Fernley Mayor Roy Edgington Jr., who served in the U.S. Air Force, delivered the keynote address and thanked the veterans from “The Greatest Generation” for their dedication to their country.

“Let us not forget all the sacrifices that were made up to the time of V-J (Victory Japan) Day,” Edgington said.

During his speech, Edgington revealed statistics about the United States’ involvement during the war. He said 6.5 million men and women enlisted while 11 million were drafted. The Fernley mayor, though, focused on the sacrifices of a country at war.

“When the U.S. went to war, it began building ships,” Edgington said, citing that 2,710 Liberty ships (a class of cargo ship) were manned by sailors coming from every segment of society, and it took workers 42 days to build each vessel.

The average time of military service was 33 months, and Edgington said that meant every service man and woman spent almost three years away from home, loved ones, family and jobs. Receiving communication was not as simple and quick today, he pointed out. For example, he said it took months to receive letters to the war zone.

The nation’s industrial machine, though, contributed to the war effort. Edgington said an unprecedented amount of production occurred with the building of aircraft carriers, planes, railroad locomotives, rifles and ammunition. During the war, Edgington said Boeing built 12,731 B-17 Flying Fortress bombers, each one manned by nine to 10 crewmen who depended on each other, specifically during their mission over hostile enemy territory..

“We bombed them (Germans) during the day, and the RAF (Royal Air Force) bombed at night. We did that when all odds were against us,” he said of the hundreds of B-17 missions.

As Edgington discussed the losses, the 8th Bomber Command, later the 8th Air Force, suffered one-half of the U.S. Army Air Forces’ casualties in World War II including 26,000 deaths. Overall during both fronts of the war, Edgington said more than 416,800 servicemen and women died during, but millions more made sacrifices on the home front by changing their eating habits to limiting their consumption of gasoline to four gallons o fuel per week unless they were in a critical job.

By 1943, however, Edgington said the allies began to gain the upper hand against the Germans and Japanese. In mid-August 1945, three months after the Allies captured Germany, Japan surrendered after two B-29s dropped atomic bombs on key cities. Edgington said the U.S. was relieved the war ended.

“Celebrations took part in every major U.S city … the largest crowds in U.S history at New York City gathered in Times Square,” he said.

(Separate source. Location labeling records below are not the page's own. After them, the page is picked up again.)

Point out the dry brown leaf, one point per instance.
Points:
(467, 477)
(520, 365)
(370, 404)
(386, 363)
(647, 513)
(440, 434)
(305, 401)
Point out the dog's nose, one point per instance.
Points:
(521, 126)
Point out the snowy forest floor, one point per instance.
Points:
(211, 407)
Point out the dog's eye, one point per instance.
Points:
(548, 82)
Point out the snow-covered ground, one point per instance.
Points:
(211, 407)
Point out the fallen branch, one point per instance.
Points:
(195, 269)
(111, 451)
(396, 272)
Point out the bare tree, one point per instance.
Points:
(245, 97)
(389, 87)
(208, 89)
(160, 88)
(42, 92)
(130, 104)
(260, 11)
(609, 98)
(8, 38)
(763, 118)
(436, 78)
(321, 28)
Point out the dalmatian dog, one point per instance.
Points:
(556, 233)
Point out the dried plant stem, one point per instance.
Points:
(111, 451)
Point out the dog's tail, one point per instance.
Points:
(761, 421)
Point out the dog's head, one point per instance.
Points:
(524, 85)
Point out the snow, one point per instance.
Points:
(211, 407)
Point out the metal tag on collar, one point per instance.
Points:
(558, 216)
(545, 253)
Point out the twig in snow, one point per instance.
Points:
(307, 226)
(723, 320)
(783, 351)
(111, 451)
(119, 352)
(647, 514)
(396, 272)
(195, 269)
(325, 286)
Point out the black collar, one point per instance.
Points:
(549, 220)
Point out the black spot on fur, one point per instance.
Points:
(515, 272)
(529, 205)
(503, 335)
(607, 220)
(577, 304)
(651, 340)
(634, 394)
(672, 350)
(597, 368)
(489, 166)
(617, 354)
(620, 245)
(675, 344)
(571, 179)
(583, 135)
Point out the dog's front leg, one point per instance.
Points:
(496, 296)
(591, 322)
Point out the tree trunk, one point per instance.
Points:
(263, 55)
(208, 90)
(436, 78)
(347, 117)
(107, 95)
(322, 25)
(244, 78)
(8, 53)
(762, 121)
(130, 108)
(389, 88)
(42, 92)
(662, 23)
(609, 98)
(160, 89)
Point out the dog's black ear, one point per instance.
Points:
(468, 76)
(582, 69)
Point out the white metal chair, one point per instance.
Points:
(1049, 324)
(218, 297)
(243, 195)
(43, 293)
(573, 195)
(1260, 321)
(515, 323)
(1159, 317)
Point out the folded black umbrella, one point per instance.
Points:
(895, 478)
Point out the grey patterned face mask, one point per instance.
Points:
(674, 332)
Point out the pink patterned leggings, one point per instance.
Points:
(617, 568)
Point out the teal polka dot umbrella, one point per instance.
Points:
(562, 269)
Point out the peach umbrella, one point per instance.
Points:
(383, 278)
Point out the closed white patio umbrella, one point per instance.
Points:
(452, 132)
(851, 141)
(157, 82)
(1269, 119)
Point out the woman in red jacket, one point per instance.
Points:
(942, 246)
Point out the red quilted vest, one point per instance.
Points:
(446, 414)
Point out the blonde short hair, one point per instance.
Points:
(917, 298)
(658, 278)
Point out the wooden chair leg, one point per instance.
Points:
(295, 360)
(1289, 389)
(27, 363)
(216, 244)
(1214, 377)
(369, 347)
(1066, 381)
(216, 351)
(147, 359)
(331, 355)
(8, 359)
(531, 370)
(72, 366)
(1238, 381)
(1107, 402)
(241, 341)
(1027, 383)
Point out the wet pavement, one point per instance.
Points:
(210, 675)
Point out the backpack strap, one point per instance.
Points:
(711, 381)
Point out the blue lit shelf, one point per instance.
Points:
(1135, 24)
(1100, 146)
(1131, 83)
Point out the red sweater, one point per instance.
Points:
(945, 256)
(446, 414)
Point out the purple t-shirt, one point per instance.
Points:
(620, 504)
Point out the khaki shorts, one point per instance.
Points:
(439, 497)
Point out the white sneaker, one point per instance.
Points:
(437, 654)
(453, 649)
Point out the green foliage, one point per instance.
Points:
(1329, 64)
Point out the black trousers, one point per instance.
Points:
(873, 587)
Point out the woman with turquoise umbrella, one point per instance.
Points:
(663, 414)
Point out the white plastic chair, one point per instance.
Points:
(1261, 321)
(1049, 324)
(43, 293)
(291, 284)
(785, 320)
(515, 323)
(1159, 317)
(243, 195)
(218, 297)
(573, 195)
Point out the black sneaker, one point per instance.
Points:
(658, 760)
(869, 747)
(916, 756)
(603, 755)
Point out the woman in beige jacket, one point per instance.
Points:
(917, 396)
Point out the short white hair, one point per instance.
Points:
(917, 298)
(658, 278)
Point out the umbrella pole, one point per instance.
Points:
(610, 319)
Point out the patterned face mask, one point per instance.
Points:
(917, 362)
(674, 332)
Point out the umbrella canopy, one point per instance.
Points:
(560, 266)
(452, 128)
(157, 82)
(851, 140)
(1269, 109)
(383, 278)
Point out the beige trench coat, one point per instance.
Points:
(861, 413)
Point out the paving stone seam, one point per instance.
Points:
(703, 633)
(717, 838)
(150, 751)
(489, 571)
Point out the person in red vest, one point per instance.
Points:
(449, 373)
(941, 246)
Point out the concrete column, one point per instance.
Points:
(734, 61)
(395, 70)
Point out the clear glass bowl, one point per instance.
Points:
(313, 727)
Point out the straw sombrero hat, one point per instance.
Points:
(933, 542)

Edgington discussed President John F. Kennedy’s role during the war as a PT (Patrol Torpedo) boat skipper. In Kennedy’s inaugural speech in 1961, he said, “My fellow Americans, ask not what your country can do for you, ask what you can do for your country.”

That comment made more than 50 years ago still resonates with Edgington.

“You ask me that’s exactly what that generation did — (they) asked what do you need and stood up and did everything asked,” Edgington said.

During the ceremony, Edgington, along with veterans Ivan Bell Woodford and Ray Gawronski, posted a wreath commemorating the anniversary.

Gawronski, who lives in Carson City, served as flight engineer on a B-24 Liberator, a heavy bomber that saw action in every theater of the war. He successfully flew 25 combat missions over enemy terrain.

“We flew all over Germany, flew on D-Day and Battle of the Bulge,” Gawronski said.

But their missions — which began at England’s RAF Tibenham, a former Royal Air Force station southwest of Norwich — also came with the ultimate price.

“Our fatality rate was 18 percent of us,” he said.

After the war ended, Gawronski returned stateside where he was placed into the B-29 program, qualifying as a central fire control officer. He never saw action on a B-29 because of Japan’s surrender.

Many people who attended the ceremonies were friends and family of the veterans and also members of the chief petty officers mess and CPO selectees from Naval Air Station Fallon. They attended to pay their respects to the military men and women who fought in

“This is our heritage. These people have formed our country and military to what it is,” said Chief Petty Officer Cody Berg, who is assigned to the Naval Aviation Warfighting Development Center (NAWDC). “These were the leaders to what we are today.”